L'ultimo mercenario, la recensione
Agente segreto ma anche padre che da anni non vede il figlio, L'ultimo mercenario, detto "la Bruma" deve salvare la Francia. Mah....
Jean Claude Van Damme contro le parrucche. È dal 2008 che Van Damme porta avanti una stranissima e (ripetitiva) forma di riflessione sulla sua carriera e sul personaggio che ha costruito nel tempo. La porta avanti almeno dal 2008, da JCVD, film che è contemporaneamente un faro che illumina tutti i tentativi successivi ma anche una vetta di onestà e fusione di tra cinema e metacinema a cui non è più arrivato. L’ultimo mercenario si situa tra quello e Jean Claude Van Johnson, la sfortunata serie tv in cui si scopre che Van Damme è un’identità segreta per Van Johnson, un agente segreto che con la copertura dei film risolve questioni internazionali.

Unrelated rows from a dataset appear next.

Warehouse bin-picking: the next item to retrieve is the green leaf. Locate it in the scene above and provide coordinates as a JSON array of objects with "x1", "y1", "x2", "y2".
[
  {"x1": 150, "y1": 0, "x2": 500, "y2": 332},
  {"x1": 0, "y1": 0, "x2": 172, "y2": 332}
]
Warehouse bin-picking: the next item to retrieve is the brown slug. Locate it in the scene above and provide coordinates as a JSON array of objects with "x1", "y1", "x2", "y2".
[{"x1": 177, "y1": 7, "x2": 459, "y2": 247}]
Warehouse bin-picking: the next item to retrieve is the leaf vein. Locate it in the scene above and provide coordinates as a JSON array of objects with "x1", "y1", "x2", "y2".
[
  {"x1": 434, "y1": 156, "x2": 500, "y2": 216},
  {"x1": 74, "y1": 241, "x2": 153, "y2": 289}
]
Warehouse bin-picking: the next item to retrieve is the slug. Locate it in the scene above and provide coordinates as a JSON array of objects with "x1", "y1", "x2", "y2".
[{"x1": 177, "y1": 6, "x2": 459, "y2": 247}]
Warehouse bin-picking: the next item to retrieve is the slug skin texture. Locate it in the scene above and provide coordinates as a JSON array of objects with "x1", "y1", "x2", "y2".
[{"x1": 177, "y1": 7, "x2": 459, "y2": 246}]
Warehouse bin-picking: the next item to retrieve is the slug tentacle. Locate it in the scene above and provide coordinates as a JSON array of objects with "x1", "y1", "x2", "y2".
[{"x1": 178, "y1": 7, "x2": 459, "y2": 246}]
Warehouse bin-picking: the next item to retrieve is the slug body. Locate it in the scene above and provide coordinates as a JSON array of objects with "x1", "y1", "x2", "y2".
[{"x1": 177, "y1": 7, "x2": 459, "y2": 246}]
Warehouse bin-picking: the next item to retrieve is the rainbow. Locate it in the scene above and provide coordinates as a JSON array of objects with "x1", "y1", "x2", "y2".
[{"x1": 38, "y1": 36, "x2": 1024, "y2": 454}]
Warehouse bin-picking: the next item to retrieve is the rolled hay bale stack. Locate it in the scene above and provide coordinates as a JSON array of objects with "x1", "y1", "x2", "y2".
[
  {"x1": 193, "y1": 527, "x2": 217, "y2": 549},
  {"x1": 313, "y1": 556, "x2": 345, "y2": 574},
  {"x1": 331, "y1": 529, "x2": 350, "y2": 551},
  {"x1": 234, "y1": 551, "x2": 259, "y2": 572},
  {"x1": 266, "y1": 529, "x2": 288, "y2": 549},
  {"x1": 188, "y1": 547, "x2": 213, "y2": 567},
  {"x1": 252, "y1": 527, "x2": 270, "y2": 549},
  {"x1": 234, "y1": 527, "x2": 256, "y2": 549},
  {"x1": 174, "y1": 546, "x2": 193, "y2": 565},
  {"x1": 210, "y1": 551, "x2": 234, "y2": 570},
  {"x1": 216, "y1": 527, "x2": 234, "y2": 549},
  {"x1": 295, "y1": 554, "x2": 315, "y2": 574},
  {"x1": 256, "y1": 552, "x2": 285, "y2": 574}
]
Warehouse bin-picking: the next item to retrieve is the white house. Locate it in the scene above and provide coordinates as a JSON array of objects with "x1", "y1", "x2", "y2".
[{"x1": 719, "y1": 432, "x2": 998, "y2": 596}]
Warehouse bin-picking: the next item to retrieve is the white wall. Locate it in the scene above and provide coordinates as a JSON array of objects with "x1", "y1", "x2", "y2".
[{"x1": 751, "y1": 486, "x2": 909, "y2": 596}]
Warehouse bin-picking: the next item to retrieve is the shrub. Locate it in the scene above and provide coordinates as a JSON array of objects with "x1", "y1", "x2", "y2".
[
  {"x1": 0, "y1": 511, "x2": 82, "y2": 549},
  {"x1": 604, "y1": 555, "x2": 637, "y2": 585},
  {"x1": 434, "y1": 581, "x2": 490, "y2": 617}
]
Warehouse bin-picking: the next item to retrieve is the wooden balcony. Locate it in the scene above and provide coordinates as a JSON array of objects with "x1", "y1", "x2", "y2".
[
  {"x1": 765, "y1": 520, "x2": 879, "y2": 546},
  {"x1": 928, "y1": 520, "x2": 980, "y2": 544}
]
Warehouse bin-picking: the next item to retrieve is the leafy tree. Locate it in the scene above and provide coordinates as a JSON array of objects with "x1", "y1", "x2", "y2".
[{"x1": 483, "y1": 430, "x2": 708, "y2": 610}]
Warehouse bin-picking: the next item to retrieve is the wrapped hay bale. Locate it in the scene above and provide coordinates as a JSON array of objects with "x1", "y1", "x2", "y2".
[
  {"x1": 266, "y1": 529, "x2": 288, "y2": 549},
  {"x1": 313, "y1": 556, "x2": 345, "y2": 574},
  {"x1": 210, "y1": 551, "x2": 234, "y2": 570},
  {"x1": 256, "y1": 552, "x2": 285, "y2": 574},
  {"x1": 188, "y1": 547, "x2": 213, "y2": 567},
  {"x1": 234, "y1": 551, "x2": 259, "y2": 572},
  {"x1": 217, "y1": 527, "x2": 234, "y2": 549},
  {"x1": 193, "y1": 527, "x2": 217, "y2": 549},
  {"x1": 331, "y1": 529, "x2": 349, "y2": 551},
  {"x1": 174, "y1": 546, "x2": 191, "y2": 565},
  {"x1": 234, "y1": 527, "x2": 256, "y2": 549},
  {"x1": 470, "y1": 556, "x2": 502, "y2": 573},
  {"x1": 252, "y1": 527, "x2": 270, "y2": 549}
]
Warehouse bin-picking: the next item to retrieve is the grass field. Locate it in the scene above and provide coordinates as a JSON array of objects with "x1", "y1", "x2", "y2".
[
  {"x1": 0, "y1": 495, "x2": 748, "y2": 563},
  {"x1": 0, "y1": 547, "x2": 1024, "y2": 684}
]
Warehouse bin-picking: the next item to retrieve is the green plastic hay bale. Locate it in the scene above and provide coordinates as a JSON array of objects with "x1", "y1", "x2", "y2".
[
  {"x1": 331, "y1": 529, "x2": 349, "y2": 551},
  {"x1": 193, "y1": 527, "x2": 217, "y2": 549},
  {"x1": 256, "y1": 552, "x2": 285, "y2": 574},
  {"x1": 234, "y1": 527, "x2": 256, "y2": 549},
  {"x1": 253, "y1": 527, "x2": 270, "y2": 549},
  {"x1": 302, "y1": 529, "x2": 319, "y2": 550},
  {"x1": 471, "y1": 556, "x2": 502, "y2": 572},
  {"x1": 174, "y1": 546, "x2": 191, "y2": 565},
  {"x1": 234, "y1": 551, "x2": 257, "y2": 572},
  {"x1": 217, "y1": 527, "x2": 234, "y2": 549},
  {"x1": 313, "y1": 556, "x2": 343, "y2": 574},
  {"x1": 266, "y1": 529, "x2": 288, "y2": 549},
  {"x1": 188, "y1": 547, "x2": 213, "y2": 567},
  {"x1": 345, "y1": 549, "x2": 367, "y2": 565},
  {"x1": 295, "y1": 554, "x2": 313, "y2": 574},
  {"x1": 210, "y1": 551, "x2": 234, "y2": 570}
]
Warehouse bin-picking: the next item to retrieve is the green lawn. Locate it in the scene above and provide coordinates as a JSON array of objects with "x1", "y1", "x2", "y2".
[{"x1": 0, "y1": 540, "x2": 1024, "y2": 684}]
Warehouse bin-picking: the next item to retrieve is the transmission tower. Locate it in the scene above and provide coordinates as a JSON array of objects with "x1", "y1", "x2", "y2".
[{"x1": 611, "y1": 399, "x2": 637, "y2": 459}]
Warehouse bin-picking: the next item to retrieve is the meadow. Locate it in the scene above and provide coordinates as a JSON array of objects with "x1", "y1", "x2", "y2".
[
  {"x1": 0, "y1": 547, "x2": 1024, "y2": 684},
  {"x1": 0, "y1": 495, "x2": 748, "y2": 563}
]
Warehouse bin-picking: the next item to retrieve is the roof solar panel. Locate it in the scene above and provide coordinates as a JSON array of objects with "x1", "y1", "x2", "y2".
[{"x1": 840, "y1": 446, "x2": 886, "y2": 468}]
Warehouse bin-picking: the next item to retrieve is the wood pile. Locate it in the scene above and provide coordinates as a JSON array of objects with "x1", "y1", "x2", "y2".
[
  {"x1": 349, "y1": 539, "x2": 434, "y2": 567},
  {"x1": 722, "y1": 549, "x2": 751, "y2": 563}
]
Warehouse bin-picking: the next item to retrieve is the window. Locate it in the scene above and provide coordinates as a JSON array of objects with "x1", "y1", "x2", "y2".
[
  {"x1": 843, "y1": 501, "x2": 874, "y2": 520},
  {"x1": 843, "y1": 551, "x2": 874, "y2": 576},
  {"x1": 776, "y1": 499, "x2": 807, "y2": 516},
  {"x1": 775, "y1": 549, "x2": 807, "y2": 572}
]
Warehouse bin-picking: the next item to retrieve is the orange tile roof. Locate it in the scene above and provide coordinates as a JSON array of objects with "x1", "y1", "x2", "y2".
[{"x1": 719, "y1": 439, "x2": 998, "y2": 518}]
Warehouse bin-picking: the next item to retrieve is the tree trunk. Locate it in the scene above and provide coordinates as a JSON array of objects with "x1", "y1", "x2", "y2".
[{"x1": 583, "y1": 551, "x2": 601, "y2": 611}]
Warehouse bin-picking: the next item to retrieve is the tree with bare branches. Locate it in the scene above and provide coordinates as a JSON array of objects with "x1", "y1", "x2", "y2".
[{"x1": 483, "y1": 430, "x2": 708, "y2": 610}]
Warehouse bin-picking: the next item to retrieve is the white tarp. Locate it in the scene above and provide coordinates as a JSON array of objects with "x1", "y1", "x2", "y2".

Anche qui infatti è un agente segreto (soprannominato la Bruma perché inafferrabile) ma la trama in cui è preso è tra le più stanche possibili.
Forma una specie di banda da franchise molto eterogenea con alcuni ragazzi della periferia, il figlio che non ha visto per 25 anni e un funzionario degli affari esteri con la passione per la pole dance (!). Insieme combattono per evitare che un’arma pericolosa venga attivata mentre la polizia cerca di catturarlo. Tutto un po’ confuso ma, se non altro, umoristico. L’ultimo mercenario è una action comedy solo ogni tanto rischiarata dalle movenze eleganti e leggere (anche nelle colluttazioni) di Van Damme, che come i grandi ballerini con l’età non perde la delicatezza del movimento e la sensibilità del tocco. E nemmeno l’elasticità muscolare necessaria per la spaccata.